What made this calculation errant was that they got Jesus wrong. And by getting Jesus wrong, they chose unreality over reality. Unbelief completely messed up their equation. And the result was deadly evil. Their miscalculation resulted in fear and urgency that led them to take drastic, sinful action.
They saw the signs — they acknowledged it in verse 47. And Jesus himself pleaded with them:
“If I am not doing the works of my Father, then do not believe me; but if I do them, even though you do not believe me, believe the works, that you may know and understand that the Father is in me and I am in the Father.” (John 10:37–38)
But they did not believe (John 10:25).
The Best Way to Avoid Costly Mistakes
William Cowper, in his famous hymn, “God Moves in a Mysterious Way,” wrote,
Blind unbelief is sure to err And scan his works in vain; God is his own interpreter, And he will make it plain.

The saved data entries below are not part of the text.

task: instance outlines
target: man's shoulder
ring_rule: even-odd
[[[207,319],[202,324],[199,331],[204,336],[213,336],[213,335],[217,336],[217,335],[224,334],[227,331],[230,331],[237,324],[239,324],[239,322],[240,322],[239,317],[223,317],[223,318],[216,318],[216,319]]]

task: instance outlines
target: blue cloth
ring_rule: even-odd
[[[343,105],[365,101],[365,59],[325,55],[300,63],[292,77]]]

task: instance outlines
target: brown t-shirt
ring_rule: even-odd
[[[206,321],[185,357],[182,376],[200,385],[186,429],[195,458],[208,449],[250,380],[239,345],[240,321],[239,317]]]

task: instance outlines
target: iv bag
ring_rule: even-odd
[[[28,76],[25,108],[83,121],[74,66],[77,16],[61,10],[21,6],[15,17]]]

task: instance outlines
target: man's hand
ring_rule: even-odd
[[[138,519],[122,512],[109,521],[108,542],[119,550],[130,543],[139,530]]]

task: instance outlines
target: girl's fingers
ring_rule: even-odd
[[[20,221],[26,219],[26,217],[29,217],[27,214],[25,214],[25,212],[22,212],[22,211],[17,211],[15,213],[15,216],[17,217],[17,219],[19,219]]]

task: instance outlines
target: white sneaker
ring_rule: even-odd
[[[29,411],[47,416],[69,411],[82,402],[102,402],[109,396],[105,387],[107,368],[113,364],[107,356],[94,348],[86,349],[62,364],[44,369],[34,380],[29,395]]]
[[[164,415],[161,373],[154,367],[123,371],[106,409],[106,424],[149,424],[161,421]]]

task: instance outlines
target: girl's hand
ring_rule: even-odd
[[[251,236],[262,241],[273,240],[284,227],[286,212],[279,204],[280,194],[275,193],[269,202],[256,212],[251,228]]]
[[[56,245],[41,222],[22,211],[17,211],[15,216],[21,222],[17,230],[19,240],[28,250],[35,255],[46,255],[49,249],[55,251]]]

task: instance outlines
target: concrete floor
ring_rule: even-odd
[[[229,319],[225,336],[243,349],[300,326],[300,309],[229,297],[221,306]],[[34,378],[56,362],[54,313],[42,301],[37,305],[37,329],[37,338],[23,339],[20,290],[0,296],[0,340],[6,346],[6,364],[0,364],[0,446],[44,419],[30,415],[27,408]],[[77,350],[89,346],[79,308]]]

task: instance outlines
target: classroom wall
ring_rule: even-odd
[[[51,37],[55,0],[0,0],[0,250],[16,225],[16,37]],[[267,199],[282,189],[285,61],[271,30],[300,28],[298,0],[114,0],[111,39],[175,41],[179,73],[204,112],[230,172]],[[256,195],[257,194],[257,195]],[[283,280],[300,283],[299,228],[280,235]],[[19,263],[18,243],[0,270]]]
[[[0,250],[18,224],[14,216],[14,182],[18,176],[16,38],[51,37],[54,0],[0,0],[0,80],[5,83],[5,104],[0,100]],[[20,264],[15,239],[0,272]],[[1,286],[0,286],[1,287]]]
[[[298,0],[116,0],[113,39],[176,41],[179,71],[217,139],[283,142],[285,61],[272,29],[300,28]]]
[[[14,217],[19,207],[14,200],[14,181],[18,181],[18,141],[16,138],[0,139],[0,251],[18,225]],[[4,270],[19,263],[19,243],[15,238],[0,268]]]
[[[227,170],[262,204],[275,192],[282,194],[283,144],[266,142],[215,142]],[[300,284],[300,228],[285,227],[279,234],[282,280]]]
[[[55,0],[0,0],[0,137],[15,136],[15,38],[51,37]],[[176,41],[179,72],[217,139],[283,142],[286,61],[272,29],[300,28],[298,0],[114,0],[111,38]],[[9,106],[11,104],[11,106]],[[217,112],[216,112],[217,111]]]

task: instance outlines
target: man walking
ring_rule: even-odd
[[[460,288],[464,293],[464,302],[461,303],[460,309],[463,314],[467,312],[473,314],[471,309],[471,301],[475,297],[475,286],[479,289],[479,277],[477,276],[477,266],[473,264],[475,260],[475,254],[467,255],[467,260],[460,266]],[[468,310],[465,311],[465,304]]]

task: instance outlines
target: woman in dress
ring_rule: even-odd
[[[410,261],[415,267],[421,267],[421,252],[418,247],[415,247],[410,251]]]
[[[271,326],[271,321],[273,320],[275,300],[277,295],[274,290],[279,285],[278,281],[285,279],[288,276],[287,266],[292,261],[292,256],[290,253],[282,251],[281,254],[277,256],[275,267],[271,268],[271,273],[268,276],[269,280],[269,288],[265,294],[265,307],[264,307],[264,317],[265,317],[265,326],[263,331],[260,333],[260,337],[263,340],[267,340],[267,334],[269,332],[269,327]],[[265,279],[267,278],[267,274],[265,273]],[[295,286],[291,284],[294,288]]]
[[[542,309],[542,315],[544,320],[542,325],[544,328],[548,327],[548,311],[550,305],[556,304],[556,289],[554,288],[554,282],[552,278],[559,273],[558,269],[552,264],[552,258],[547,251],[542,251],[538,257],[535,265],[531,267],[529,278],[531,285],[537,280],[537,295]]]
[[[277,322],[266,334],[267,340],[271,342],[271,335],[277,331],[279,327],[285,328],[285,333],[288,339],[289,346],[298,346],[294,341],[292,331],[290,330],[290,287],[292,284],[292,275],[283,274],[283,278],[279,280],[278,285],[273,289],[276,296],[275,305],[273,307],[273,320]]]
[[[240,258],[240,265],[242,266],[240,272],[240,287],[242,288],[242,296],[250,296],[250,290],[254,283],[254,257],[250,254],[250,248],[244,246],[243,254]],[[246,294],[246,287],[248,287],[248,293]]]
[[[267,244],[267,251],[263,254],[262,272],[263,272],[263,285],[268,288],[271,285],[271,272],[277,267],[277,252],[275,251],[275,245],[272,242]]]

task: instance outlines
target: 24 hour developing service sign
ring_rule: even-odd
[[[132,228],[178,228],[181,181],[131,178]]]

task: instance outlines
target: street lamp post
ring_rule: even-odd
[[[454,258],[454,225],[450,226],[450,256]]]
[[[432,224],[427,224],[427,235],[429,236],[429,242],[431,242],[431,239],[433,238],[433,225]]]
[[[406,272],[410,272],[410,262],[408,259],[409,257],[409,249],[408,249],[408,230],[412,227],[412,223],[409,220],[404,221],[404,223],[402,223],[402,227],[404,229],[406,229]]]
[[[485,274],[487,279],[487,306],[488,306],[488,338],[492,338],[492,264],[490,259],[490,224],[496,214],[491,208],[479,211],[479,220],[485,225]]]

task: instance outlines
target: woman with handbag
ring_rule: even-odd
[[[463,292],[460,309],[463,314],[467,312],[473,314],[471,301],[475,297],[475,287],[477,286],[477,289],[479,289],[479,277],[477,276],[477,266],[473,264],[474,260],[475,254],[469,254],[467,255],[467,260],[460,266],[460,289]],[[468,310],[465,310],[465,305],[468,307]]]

It is true that the kind of blind unbelief that was at work in most of the Jewish leaders who met that night was the type experienced by the unconverted. “The god of this world has blinded the minds of the unbelievers, to keep them from seeing the light of the gospel of the glory of Christ, who is the image of God” (2 Corinthians 4:4).
However, all forms of unbelief, including the kinds that we Christians are susceptible to, have this equation-wrecking effect. Unbelief blinds us to the crucial factor of God in our calculations of reality. When we fail to believe God, when we fail to trust whatever promise he gives us for whatever problem we are trying to address, our conclusions are simply going to be wrong. And the decisions we make according to wrong conclusions can be really bad.
This is the lesson we can take from the Jewish leaders: “Blind unbelief is sure to err.” Math matters, including faith-math. Miscalculations are costly. Unbelief always does damage — sometimes great damage. The best way to avoid costly and sinful mistakes in the Christian life is to believe Jesus.
Jesus is trying to save us from much pain and heartache when he says, “Do not disbelieve, but believe” (John 20:27).